Dr. Williams Interview

Alejandra Lara – Interview

Sex tourism in Bahia, by Erica Williams covers the nexus among racism, commodification, and eroticization. Dr. Williams, became involved with sex workers in Brazil in an attempt to conduct research about sex tourism in the area. The book wanted to provide us with the different perceptions, different actors in the business had. Despite being an interesting topic, the book offered a narrow and very simply insight into this business.

By focusing in chapter four, Dr. Williams interviewed a “young white heterosexual male sex tourist from New York City.” (4) The American argued that sex in Brazil was something he wanted to experience due to the idea of it, the idea of Brazilian women, and how “easy” it was to obtain sex because of his race.
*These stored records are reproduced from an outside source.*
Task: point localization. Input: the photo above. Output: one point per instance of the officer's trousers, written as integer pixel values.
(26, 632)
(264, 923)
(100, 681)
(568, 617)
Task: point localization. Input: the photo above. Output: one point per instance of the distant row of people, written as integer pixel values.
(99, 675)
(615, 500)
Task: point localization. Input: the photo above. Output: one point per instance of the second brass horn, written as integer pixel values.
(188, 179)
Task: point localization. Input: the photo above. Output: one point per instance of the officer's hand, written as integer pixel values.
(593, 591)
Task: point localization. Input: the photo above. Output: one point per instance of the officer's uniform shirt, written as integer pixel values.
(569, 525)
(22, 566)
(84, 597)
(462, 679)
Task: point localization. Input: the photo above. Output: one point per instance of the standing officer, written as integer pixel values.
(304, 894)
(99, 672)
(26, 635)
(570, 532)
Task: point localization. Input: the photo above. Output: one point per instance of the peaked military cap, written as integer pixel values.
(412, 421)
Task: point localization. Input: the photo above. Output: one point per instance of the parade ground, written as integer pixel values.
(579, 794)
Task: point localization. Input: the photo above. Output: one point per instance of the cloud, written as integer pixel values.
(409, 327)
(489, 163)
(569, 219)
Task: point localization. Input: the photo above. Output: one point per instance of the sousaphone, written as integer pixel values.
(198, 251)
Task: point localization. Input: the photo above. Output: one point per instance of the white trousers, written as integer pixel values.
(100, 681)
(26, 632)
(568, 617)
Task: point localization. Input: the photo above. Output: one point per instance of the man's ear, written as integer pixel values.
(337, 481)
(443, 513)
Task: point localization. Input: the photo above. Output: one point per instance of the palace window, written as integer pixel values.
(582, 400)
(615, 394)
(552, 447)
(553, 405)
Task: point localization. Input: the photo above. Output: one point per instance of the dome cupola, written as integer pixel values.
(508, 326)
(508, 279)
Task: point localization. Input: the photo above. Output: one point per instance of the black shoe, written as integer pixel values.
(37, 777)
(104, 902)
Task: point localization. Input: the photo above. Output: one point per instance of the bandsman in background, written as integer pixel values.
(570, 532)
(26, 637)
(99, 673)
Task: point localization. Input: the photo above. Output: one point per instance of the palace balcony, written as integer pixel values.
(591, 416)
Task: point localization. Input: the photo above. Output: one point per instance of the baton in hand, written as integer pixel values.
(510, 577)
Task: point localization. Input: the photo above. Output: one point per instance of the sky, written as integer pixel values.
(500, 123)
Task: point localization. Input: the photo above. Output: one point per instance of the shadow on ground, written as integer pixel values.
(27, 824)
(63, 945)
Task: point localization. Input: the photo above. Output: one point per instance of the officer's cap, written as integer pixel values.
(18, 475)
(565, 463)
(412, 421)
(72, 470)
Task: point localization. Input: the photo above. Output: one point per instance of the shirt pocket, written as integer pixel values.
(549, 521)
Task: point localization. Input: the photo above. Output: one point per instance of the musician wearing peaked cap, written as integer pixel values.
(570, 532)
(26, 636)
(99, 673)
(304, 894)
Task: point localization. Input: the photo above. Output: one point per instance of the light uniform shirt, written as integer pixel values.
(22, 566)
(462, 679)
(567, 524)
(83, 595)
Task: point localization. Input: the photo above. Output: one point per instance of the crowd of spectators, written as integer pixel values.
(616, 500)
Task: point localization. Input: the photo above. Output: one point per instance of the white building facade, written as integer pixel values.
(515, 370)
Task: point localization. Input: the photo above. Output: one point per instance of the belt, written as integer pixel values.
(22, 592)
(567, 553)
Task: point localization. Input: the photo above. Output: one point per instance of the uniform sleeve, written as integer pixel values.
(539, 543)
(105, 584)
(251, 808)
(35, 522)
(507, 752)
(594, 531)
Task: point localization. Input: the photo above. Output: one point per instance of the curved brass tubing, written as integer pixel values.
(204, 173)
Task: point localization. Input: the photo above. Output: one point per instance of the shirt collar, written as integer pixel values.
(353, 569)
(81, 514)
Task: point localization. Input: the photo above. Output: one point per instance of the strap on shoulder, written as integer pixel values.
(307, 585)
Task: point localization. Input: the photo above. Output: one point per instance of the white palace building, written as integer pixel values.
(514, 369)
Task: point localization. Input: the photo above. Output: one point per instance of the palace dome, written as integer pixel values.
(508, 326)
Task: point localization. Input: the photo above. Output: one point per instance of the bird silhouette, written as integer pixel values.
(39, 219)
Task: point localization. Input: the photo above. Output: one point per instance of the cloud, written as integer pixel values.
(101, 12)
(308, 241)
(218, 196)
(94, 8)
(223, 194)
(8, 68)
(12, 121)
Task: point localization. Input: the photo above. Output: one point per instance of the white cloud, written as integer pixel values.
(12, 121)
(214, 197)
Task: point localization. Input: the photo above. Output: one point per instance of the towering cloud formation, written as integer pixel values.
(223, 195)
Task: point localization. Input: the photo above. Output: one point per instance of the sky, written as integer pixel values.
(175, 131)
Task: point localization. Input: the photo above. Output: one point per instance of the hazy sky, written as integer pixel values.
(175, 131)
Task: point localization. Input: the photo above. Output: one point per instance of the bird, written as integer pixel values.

The author failed to give much of her personal opinion when interviewing these people. In class, she mentioned how she did not agreed with the American. Even though she failed to mention this in the book, she didn’t expand as to why she did in class either. It is clear that the level of poverty and lack of education and opportunity in Brazil has had an impact in the willingness of these women to engage in this business. It is by no means an effect of the white race being superior to theirs. If Dr. Williams explained where the “easiness” perceived by the American, came from it would give the book and her speech an overall purpose and frankly, it would have made it more interesting. Without it, even though she also disagrees, we focus on how wrong these statements are rather than what she’s trying to accomplish, to show the strong role race carries.

Nevertheless, it was interesting how she shared her personal story. It highlighted the overview of the prevalence of race in Brazil. Some men approached her simply because of her race, they assumed she was a prostitute. This story helped us understand how important race is and how it is preventing social mobilization as certain races are depicted in inferior ways in society.

I wish she had shared more stories or simply her personal opinion of prostitution in Brazil. It would have helped us understand why prostitution was the way it was. In such a sensitive and profitable business, it would have helped to have an overview of the causes of it. Most importantly, touching on how these different perspectives from either prostitutes or customers impacted the continuation of it, would have helped.

In conclusion, her book just laid out interviews, it failed to provide the issues the industry caused or some sort of conclusions. For example, I wish she touched on the implication it has in tourism overall, is it all postive? On the other hand, her presentation lacked her personal insight of the business and the implication of these interviews. I wish she would have been more open. Further, by giving an overview of Brazil’s society and economy and how these have fostered the growth of the prostitution empire, it would have helped us understand why race and perceptions have the connotations they have.